Babinsa Kelurahan Lebak Bandung Koramil 415-10/Jambi Selatan Kodim 0415/Jambi, Serka Rudianto, bersama Lurah Lebak Bandung Raden Suhaili, S.E., memfasilitasi musyawarah di rumah salah satu warga, Krisyanto, di Jalan Pipa RT 36. Langkah ini ditempuh untuk meredam potensi konflik sosial sekaligus menjaga ketentraman lingkungan.
Dalam forum tersebut terungkap, peternakan bebek yang berada di kawasan padat penduduk berisiko memicu pencemaran lingkungan, mulai dari bau menyengat, limbah ternak, hingga potensi gangguan kesehatan. Babinsa menegaskan, tanpa pengelolaan yang baik, aktivitas ternak di permukiman bisa menjadi sumber masalah berkepanjangan.
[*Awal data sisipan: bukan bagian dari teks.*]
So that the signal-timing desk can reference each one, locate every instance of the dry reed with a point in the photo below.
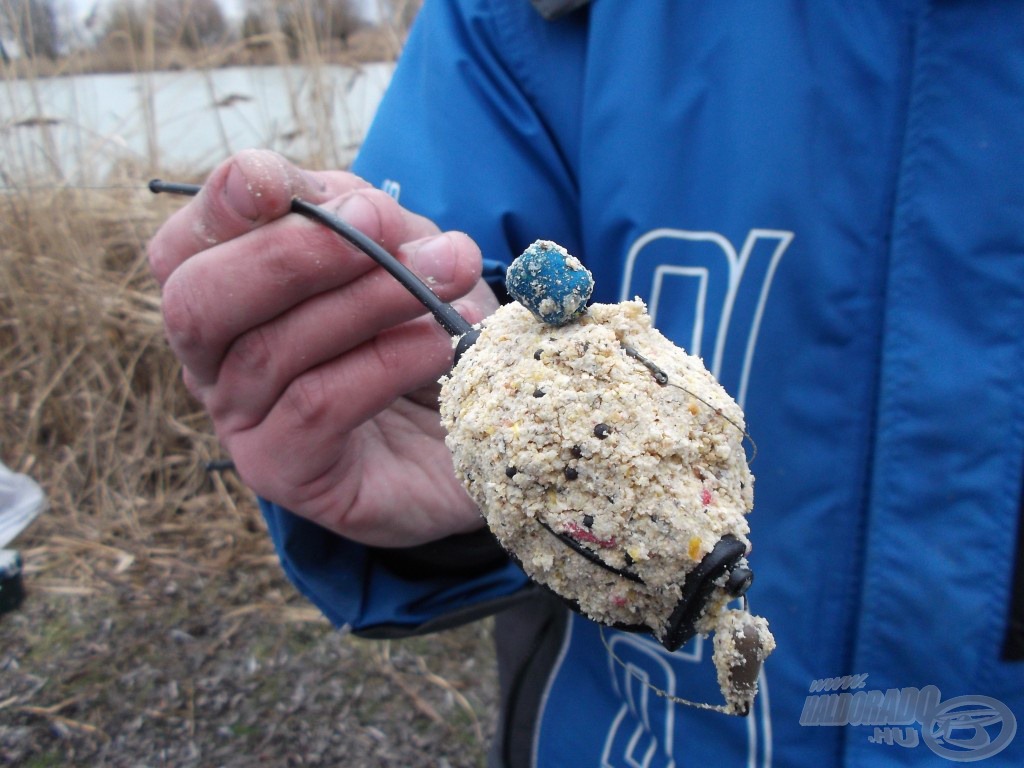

Musyawarah akhirnya menghasilkan sejumlah kesepakatan. Peternak diminta berkoordinasi dengan dinas peternakan guna mencari solusi teknis. Opsi pemindahan lokasi ternak ke area dengan jarak ideal sekitar 500 meter dari rumah warga menjadi salah satu rekomendasi. Alternatif lain, penerapan sistem kandang intensif modern yang lebih higienis dan minim bau, dinilai lebih sesuai jika usaha tetap ingin dijalankan di wilayah perkotaan.
Ketua RT 36 Mulyono bersama perwakilan warga menyambut baik penyelesaian secara musyawarah. Mediasi ini diharapkan menjadi jalan tengah: usaha tetap berjalan, sementara hak warga atas lingkungan yang sehat dan nyaman tetap terjaga.